I may ask too much from it considering I’m using Ingester, Querier and Query Frontend on the same machine but I’m wondering if I couldn’t optimize queries.
My use case is pretty simple: I have several nodes serving API requests using nginx logs. The nginx logs are a bit tweaked to get requests details (including body, that’s the most storage intensive part) and geo location (from maxmind).
But the data volume is not that huge, consider this on a 24h time range:
logs size = 19 Gb
log lines = 21 million
But a query like this one, that seems optimized to me, takes a very long time and causes many of my panels to timeout:
sum by (geoip2_data_country_code) (count_over_time({job=~"nginx",node_name=~"node1|node2|node3|node4|node5|node6"} | json | geoip2_data_country_code != "" | __error__="" [$__interval]))
On 12 hours, it takes 20.2 s to respond.
Details below
Total request time
20.2 s
Number of queries
1
Total number rows
80291
Data source stats
Summary: bytes processed per second
527 MB/s
Summary: lines processed per second
552185
Summary: total bytes processed
10.2 GB
Summary: total lines processed
10654645
Summary: exec time
19.3 s
Ingester: total reached
64
Ingester: total chunks matched
17
Ingester: total batches
3057
Ingester: total lines sent
1559731
Ingester: head chunk bytes
0 B
Ingester: head chunk lines
0
Ingester: decompressed bytes
0 B
Ingester: decompressed lines
0
Ingester: compressed bytes
0 B
Ingester: total duplicates
0
Is there any way to reduce this time by optimizing query?
If no, what’s the best infra setup to get it to respond faster?
Are there log lines that do not contain geoip2_data_country_code ? Then putting |= "geoip2_data_country_code" before the json parser should help. Then only logs that actually contain geoip2_data_country_code would have to be parsed.
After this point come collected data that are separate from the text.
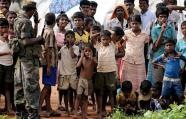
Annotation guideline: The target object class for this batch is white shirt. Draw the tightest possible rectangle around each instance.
[95,42,117,72]
[141,9,156,34]
[59,45,79,75]
[105,17,128,31]
[0,40,13,66]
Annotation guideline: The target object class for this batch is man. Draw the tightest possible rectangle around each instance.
[124,0,140,17]
[13,1,43,119]
[89,1,101,26]
[79,0,90,17]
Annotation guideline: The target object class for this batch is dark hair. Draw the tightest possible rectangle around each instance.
[156,7,169,18]
[124,0,135,4]
[184,0,186,6]
[65,30,75,38]
[140,80,152,93]
[152,82,162,92]
[5,11,17,18]
[121,80,132,93]
[130,15,142,24]
[0,0,10,4]
[156,2,166,9]
[80,0,90,6]
[0,18,8,26]
[84,17,93,26]
[164,39,176,45]
[112,26,124,37]
[90,1,98,7]
[45,13,56,25]
[56,13,69,25]
[92,25,101,32]
[181,21,186,28]
[139,0,149,5]
[100,30,111,37]
[72,12,84,20]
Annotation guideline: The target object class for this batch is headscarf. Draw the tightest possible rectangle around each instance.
[110,4,129,20]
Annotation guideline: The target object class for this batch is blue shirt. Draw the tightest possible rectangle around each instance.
[153,54,186,78]
[176,39,186,58]
[151,24,176,59]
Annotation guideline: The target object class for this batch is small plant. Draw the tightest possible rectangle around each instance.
[0,115,7,119]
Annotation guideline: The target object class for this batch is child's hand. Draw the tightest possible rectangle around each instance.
[161,23,167,32]
[80,50,84,58]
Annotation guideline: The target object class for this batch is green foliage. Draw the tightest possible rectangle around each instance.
[107,104,186,119]
[0,115,7,119]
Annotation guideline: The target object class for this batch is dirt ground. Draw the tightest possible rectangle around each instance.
[0,69,102,119]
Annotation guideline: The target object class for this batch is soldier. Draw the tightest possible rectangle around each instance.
[13,1,43,119]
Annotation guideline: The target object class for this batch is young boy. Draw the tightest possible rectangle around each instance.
[176,21,186,92]
[147,6,177,84]
[92,30,117,118]
[138,80,152,110]
[116,80,138,115]
[72,11,90,50]
[58,30,79,114]
[152,40,186,104]
[0,17,14,114]
[39,13,60,117]
[74,44,97,119]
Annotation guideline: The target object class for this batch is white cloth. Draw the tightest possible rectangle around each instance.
[141,9,156,34]
[0,40,13,66]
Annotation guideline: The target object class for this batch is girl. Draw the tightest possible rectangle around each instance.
[55,12,69,50]
[122,15,149,91]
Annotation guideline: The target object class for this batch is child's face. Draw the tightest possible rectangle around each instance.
[7,13,17,25]
[0,0,9,14]
[165,42,175,53]
[181,24,186,37]
[86,20,93,32]
[0,25,8,38]
[140,89,150,96]
[101,35,111,46]
[151,87,160,98]
[124,2,134,13]
[58,16,69,30]
[65,34,75,44]
[73,18,84,29]
[90,29,100,41]
[157,14,168,25]
[139,0,148,12]
[84,47,92,58]
[131,21,141,31]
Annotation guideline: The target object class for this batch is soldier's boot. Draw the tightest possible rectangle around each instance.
[15,104,28,119]
[28,108,40,119]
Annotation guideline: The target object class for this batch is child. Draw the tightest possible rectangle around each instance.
[84,17,93,33]
[176,21,186,92]
[138,80,152,110]
[72,12,89,49]
[116,80,138,115]
[92,30,117,118]
[111,26,125,82]
[74,44,97,119]
[150,81,168,110]
[55,12,69,50]
[58,30,79,115]
[122,15,149,91]
[55,12,69,111]
[147,6,177,84]
[39,13,60,117]
[0,18,14,114]
[152,40,186,104]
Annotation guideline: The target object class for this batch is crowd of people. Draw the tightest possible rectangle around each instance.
[0,0,186,119]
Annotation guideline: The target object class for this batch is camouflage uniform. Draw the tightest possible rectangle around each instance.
[13,1,41,119]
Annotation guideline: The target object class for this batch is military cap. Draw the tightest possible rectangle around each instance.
[124,0,135,4]
[22,1,37,10]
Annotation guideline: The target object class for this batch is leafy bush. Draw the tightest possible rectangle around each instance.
[0,115,7,119]
[107,104,186,119]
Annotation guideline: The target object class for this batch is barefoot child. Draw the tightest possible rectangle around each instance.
[74,44,97,119]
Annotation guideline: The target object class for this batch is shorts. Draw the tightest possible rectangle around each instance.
[161,77,183,98]
[77,77,93,96]
[0,64,13,83]
[95,72,117,95]
[58,74,78,90]
[42,65,57,86]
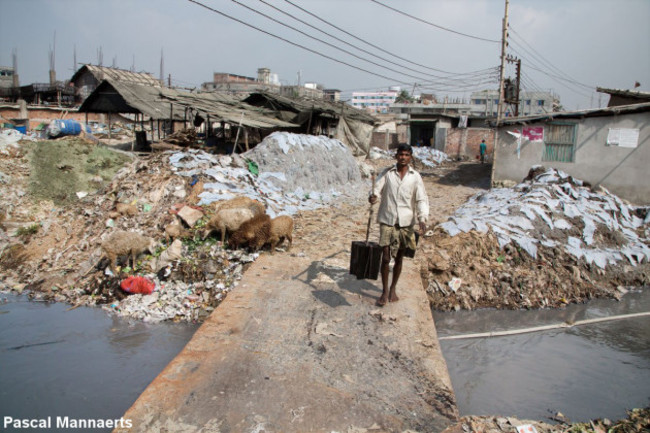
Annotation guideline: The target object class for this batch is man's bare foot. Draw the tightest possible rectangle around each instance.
[389,293,399,303]
[376,296,387,307]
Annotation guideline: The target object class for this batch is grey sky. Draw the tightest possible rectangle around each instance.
[1,0,648,110]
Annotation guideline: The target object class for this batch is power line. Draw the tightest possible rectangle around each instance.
[508,38,593,92]
[509,26,594,90]
[232,0,442,83]
[259,0,491,85]
[370,0,500,43]
[187,0,498,94]
[242,0,488,86]
[281,0,488,76]
[186,0,411,85]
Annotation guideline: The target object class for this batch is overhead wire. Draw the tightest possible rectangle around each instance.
[509,26,594,90]
[509,39,594,94]
[185,0,413,85]
[280,0,489,76]
[226,0,437,83]
[252,0,494,87]
[370,0,500,43]
[188,0,499,96]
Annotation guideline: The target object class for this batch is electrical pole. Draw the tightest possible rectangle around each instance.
[497,0,510,125]
[505,54,521,116]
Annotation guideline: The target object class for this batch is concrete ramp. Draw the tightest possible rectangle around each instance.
[116,253,457,433]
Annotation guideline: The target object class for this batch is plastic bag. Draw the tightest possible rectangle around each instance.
[120,276,156,295]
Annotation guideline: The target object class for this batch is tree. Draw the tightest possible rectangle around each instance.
[394,90,414,104]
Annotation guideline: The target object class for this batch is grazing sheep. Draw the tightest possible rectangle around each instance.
[115,202,138,216]
[228,213,271,251]
[164,218,189,242]
[203,196,266,243]
[213,196,265,216]
[202,207,255,243]
[101,231,157,272]
[267,215,294,254]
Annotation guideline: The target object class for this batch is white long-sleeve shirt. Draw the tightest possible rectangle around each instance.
[372,164,429,227]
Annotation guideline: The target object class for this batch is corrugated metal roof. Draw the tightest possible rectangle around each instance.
[497,102,650,125]
[71,64,162,87]
[244,91,377,125]
[596,87,650,100]
[78,79,298,128]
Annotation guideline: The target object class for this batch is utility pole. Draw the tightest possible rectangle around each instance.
[492,0,510,189]
[497,0,510,125]
[505,54,521,116]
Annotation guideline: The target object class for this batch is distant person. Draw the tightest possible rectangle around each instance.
[416,138,423,147]
[368,144,429,306]
[480,139,487,164]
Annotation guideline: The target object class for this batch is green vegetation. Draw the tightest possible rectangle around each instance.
[28,138,132,205]
[15,223,40,237]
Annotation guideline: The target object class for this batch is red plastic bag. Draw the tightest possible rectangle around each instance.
[120,276,156,295]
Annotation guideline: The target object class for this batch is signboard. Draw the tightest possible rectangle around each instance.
[607,128,639,148]
[523,126,544,142]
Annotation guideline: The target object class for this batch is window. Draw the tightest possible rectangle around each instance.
[537,100,545,106]
[543,123,576,163]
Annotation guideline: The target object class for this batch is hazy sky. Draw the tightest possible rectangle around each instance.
[1,0,648,110]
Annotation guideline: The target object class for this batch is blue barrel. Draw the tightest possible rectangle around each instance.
[15,126,27,134]
[47,119,90,138]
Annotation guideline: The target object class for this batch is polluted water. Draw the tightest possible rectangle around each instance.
[435,288,650,423]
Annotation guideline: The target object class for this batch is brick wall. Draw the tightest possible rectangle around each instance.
[445,127,493,160]
[0,106,104,130]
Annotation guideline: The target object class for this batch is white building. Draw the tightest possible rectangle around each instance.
[351,87,400,113]
[470,89,559,117]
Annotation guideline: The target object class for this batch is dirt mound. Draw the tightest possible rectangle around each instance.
[424,166,650,311]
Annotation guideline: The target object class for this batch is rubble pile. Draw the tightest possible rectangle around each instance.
[164,128,198,147]
[0,132,369,322]
[369,145,451,167]
[426,166,650,311]
[173,131,366,217]
[442,407,650,433]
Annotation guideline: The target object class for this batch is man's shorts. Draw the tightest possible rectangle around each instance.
[379,223,417,258]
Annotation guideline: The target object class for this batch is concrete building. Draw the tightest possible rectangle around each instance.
[201,68,281,95]
[351,88,400,113]
[323,89,341,102]
[492,102,650,204]
[469,89,559,117]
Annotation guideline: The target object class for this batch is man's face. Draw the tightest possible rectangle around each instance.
[396,150,412,167]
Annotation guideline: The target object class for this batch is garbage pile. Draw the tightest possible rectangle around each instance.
[368,145,450,167]
[172,131,366,217]
[0,132,367,322]
[426,166,650,311]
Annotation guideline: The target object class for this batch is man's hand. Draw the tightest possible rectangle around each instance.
[368,194,378,205]
[418,221,426,234]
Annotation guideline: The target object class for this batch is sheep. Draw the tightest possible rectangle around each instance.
[213,196,265,216]
[101,230,157,272]
[202,207,255,243]
[164,217,190,242]
[228,213,271,251]
[266,215,294,254]
[108,202,138,219]
[203,196,266,243]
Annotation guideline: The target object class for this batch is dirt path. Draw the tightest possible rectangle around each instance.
[294,159,492,290]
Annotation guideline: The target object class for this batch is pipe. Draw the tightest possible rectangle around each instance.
[439,311,650,341]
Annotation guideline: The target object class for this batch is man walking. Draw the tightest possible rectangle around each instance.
[369,144,429,306]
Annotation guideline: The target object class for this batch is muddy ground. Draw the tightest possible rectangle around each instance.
[1,136,648,431]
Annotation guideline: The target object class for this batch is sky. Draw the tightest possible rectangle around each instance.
[0,0,648,111]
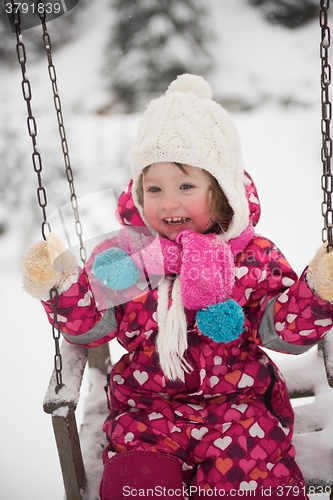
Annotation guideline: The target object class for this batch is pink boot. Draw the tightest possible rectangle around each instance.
[100,450,187,500]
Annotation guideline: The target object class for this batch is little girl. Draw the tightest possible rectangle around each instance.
[23,74,333,500]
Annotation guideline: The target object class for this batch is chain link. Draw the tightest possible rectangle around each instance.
[49,287,64,392]
[320,0,333,251]
[37,1,87,265]
[10,0,51,240]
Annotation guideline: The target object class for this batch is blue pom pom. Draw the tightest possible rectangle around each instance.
[92,248,140,289]
[196,299,244,343]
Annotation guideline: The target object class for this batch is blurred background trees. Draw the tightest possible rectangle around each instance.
[0,0,322,243]
[249,0,318,28]
[0,0,318,97]
[106,0,214,112]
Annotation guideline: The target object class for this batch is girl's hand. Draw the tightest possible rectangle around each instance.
[22,233,78,300]
[307,243,333,302]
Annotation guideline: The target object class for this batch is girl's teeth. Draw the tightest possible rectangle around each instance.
[165,217,189,225]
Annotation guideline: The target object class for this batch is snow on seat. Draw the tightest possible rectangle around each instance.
[276,330,333,493]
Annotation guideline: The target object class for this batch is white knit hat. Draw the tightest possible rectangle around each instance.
[131,73,249,241]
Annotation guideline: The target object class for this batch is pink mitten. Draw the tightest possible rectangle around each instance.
[176,230,235,310]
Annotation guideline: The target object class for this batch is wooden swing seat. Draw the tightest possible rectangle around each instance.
[43,332,333,500]
[44,342,110,500]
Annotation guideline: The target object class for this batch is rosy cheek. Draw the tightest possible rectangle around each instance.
[143,203,157,226]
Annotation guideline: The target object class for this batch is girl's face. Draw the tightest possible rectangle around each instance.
[142,162,214,241]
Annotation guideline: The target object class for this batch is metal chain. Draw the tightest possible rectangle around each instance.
[320,0,333,250]
[37,1,87,265]
[49,286,64,392]
[10,1,51,241]
[10,1,64,392]
[36,0,87,389]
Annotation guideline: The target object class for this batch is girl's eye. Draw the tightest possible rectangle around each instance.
[181,184,194,190]
[147,186,161,193]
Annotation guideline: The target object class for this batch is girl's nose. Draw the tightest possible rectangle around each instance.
[159,194,181,211]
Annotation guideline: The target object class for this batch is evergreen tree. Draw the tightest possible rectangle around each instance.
[249,0,318,28]
[107,0,214,111]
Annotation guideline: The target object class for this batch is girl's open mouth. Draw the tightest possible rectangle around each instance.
[164,217,190,226]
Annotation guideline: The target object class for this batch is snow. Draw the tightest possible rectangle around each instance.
[43,341,88,412]
[1,0,333,499]
[322,328,333,385]
[79,368,110,500]
[52,405,70,418]
[276,345,333,484]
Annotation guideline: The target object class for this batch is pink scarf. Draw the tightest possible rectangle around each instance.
[118,223,254,308]
[118,223,255,380]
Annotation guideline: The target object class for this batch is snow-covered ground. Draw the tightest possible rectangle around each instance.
[0,0,332,499]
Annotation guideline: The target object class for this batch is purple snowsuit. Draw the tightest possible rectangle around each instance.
[42,173,333,499]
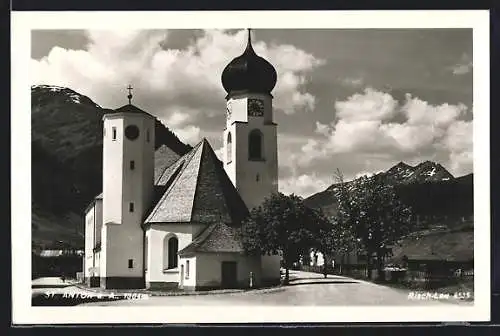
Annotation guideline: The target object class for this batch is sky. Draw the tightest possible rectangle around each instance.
[31,28,473,198]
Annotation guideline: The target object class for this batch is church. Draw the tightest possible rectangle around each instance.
[83,31,282,290]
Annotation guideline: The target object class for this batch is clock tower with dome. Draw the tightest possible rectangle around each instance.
[221,29,279,211]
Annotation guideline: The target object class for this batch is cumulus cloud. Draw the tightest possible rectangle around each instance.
[303,88,472,177]
[279,173,332,198]
[174,125,201,145]
[32,29,324,138]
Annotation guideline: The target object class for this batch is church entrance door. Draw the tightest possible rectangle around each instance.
[221,261,238,288]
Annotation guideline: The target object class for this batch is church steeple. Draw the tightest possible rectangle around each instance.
[221,29,279,210]
[221,29,277,98]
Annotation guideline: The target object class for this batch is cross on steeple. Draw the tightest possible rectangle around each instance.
[127,84,133,104]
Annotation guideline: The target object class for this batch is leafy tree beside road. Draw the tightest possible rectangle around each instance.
[239,192,327,284]
[239,171,413,285]
[333,170,413,280]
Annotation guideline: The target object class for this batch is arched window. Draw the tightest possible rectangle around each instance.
[163,235,178,270]
[248,129,264,160]
[227,132,232,163]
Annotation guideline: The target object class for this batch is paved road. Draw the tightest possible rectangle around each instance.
[71,271,471,307]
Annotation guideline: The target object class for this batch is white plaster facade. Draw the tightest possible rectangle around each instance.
[100,110,156,286]
[223,93,278,211]
[83,198,102,280]
[189,253,262,289]
[144,223,204,287]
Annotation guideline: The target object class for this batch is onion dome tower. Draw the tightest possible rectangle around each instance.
[221,29,279,211]
[221,29,277,98]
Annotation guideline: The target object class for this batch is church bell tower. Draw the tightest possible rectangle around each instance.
[221,29,278,210]
[100,87,156,289]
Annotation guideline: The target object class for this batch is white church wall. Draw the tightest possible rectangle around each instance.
[120,115,156,227]
[100,223,107,277]
[100,113,155,288]
[145,223,203,286]
[94,199,103,247]
[224,93,278,211]
[102,223,144,277]
[95,252,100,277]
[140,119,155,209]
[84,205,95,278]
[179,256,197,288]
[102,117,124,226]
[227,95,249,123]
[195,253,262,289]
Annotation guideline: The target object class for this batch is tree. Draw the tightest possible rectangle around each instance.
[313,210,337,277]
[239,192,324,284]
[334,170,413,281]
[327,169,360,274]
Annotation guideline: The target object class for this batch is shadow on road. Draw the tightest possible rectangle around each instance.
[286,280,358,286]
[289,276,356,281]
[289,276,329,281]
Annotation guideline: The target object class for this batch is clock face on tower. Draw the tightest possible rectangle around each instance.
[248,98,264,117]
[125,125,140,140]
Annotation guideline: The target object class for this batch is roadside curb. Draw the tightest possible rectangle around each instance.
[74,283,285,297]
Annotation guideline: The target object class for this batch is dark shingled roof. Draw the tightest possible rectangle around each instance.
[178,222,244,256]
[145,138,249,225]
[154,145,181,183]
[111,103,156,118]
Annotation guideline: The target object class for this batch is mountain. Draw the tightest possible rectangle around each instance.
[305,161,473,226]
[385,161,454,184]
[305,161,473,263]
[31,85,192,249]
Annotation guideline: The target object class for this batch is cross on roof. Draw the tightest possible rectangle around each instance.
[127,84,133,104]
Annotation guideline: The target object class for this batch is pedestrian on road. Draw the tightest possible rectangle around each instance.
[323,264,328,278]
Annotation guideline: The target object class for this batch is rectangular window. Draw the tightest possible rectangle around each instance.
[129,202,134,212]
[130,160,135,170]
[112,127,117,140]
[186,260,190,279]
[128,259,133,269]
[146,129,150,143]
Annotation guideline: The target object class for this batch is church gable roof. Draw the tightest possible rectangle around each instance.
[178,222,244,256]
[154,145,182,183]
[111,103,155,118]
[190,139,249,225]
[145,138,249,225]
[146,141,204,223]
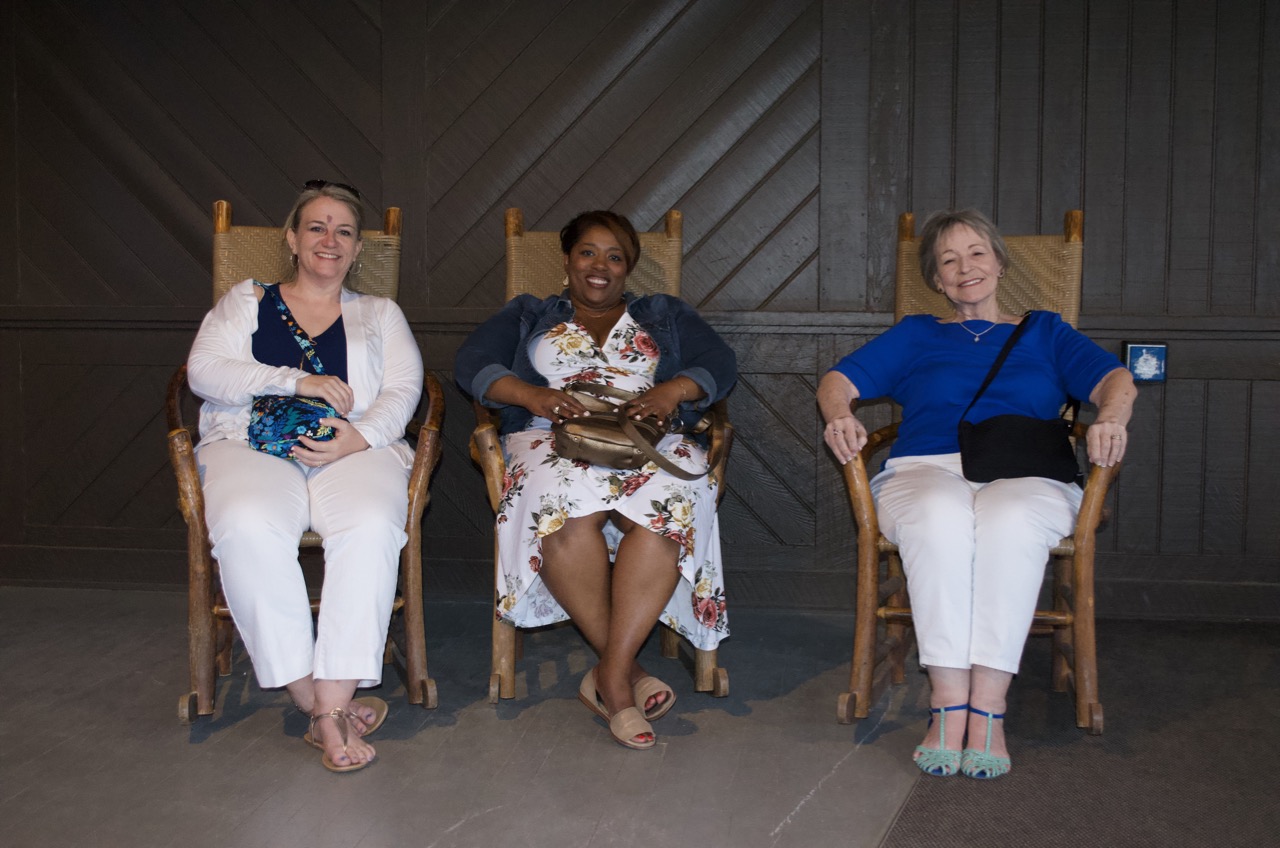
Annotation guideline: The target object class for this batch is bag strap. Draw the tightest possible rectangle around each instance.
[256,281,327,375]
[564,381,720,482]
[617,408,708,481]
[961,312,1032,421]
[960,311,1079,426]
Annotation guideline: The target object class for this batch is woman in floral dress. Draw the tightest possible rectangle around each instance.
[455,211,736,749]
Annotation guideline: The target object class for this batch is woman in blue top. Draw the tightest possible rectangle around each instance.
[456,211,736,750]
[818,209,1135,780]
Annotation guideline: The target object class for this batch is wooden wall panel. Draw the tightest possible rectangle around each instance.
[0,0,1276,621]
[1038,1,1085,227]
[1211,1,1262,315]
[1259,0,1280,315]
[1081,0,1129,316]
[9,0,390,311]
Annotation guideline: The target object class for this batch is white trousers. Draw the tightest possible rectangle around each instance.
[871,453,1082,674]
[196,439,411,689]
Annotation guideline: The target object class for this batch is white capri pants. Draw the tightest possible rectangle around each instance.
[196,438,412,689]
[871,453,1082,674]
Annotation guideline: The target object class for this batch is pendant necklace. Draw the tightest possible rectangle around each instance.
[957,320,998,343]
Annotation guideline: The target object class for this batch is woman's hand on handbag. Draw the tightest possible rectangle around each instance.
[622,380,684,422]
[1085,420,1127,468]
[823,414,868,465]
[532,386,591,421]
[297,374,355,417]
[292,419,369,466]
[484,377,582,421]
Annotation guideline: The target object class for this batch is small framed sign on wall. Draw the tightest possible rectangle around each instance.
[1123,342,1167,383]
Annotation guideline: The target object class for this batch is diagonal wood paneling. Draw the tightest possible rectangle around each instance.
[427,0,822,312]
[11,0,387,309]
[1,0,1278,619]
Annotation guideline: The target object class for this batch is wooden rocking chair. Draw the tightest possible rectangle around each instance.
[468,208,734,703]
[167,199,443,723]
[836,210,1118,734]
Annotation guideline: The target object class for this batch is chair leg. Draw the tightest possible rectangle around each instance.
[1072,555,1103,734]
[398,544,436,709]
[491,616,517,703]
[842,544,884,724]
[214,614,234,677]
[660,625,680,659]
[885,554,911,684]
[185,545,217,723]
[692,645,729,697]
[1051,556,1072,692]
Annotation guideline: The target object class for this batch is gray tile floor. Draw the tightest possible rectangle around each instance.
[0,587,929,848]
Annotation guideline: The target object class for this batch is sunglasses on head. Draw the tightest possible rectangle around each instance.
[303,179,361,200]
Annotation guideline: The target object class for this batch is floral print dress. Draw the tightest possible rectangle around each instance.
[495,312,728,650]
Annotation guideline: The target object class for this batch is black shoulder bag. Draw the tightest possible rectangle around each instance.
[957,314,1082,486]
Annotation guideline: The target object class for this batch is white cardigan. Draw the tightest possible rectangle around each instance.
[187,279,423,452]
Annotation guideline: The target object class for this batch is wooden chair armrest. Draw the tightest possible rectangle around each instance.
[706,400,734,499]
[1070,419,1123,531]
[165,364,207,526]
[166,365,194,436]
[839,422,899,545]
[469,398,506,513]
[167,424,206,527]
[405,373,446,526]
[860,421,899,463]
[1075,458,1121,537]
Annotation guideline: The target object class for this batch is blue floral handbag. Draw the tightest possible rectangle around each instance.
[248,395,340,459]
[247,282,344,460]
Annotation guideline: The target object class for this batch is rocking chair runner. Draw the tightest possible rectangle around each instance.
[468,207,734,703]
[836,210,1118,734]
[167,199,443,723]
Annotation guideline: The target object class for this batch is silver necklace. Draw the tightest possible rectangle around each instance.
[957,320,998,342]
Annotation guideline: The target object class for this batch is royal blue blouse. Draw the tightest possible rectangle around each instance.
[829,311,1121,460]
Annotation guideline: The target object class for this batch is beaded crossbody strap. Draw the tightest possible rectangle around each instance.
[256,281,326,375]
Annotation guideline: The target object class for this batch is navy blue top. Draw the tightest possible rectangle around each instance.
[251,284,348,383]
[829,311,1122,460]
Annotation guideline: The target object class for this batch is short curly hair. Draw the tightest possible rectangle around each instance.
[917,209,1009,292]
[559,210,641,273]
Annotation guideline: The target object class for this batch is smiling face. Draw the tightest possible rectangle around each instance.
[286,196,363,284]
[932,223,1003,309]
[563,224,628,312]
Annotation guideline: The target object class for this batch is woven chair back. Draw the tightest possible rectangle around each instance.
[894,210,1083,327]
[210,200,402,303]
[504,208,683,300]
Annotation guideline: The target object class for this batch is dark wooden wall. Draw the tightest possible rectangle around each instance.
[1,0,1276,620]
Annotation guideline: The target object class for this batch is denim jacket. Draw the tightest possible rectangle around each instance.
[455,291,737,435]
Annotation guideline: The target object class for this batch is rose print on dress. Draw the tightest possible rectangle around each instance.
[493,313,727,650]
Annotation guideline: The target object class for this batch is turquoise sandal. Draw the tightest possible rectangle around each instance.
[960,706,1012,779]
[913,703,967,777]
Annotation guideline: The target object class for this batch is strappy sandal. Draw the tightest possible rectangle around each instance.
[913,703,967,777]
[309,708,375,773]
[633,676,676,721]
[577,670,656,750]
[351,696,389,737]
[303,697,389,751]
[960,707,1011,779]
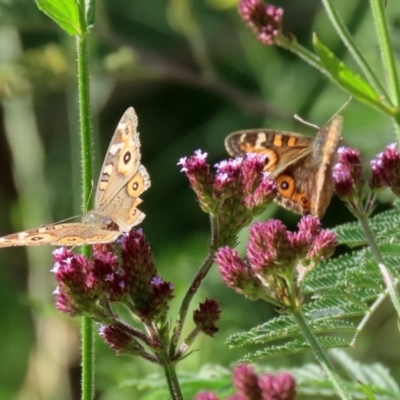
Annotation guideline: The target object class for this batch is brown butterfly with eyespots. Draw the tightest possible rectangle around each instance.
[0,107,150,247]
[225,116,343,218]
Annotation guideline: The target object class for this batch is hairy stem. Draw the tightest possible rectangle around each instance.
[358,215,400,320]
[292,309,353,400]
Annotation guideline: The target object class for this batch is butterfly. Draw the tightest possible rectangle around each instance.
[224,115,343,218]
[0,107,150,247]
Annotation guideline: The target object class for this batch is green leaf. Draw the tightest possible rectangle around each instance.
[240,337,350,363]
[84,0,95,30]
[35,0,84,36]
[313,34,382,108]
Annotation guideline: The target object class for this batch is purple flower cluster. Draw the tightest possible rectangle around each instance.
[370,143,400,196]
[52,230,174,354]
[332,147,364,201]
[331,143,400,217]
[195,364,296,400]
[215,216,337,306]
[239,0,284,46]
[179,151,277,246]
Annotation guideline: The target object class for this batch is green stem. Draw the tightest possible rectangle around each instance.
[169,213,218,355]
[169,249,216,355]
[322,0,389,103]
[351,286,388,347]
[277,35,323,71]
[357,215,400,319]
[292,309,352,400]
[77,38,94,212]
[369,0,400,135]
[76,32,94,400]
[81,316,95,400]
[162,360,183,400]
If all logs contain geoip2_data_country_code then another possibility would be to filter out the empty geoip2_data_country_code values with something like != “geoip2_data_country_code”: “”` (if that is how they are logged when empty).
The main thing would be to pass as few lines to the json parser as possible.
I don’t personally run Loki on a single instance, but in general if you are trying to optimize for one single Loki instance, then you should want to make sure that you write as few chunks to the storage as you reasonably can (you obviously don’t want to keep chunk in memory for too long either), and you want to make sure to split your query as little as possible as well, this usually gives you the biggest gain.
With Loki you parse logs at query time. Logs are just plain text strings before you add e.g. the | json parser in your query. There is nothing stopping you from using a line filter before parsing logs. Put the string inside backticks and you don’t even have to worry about escaping any characters.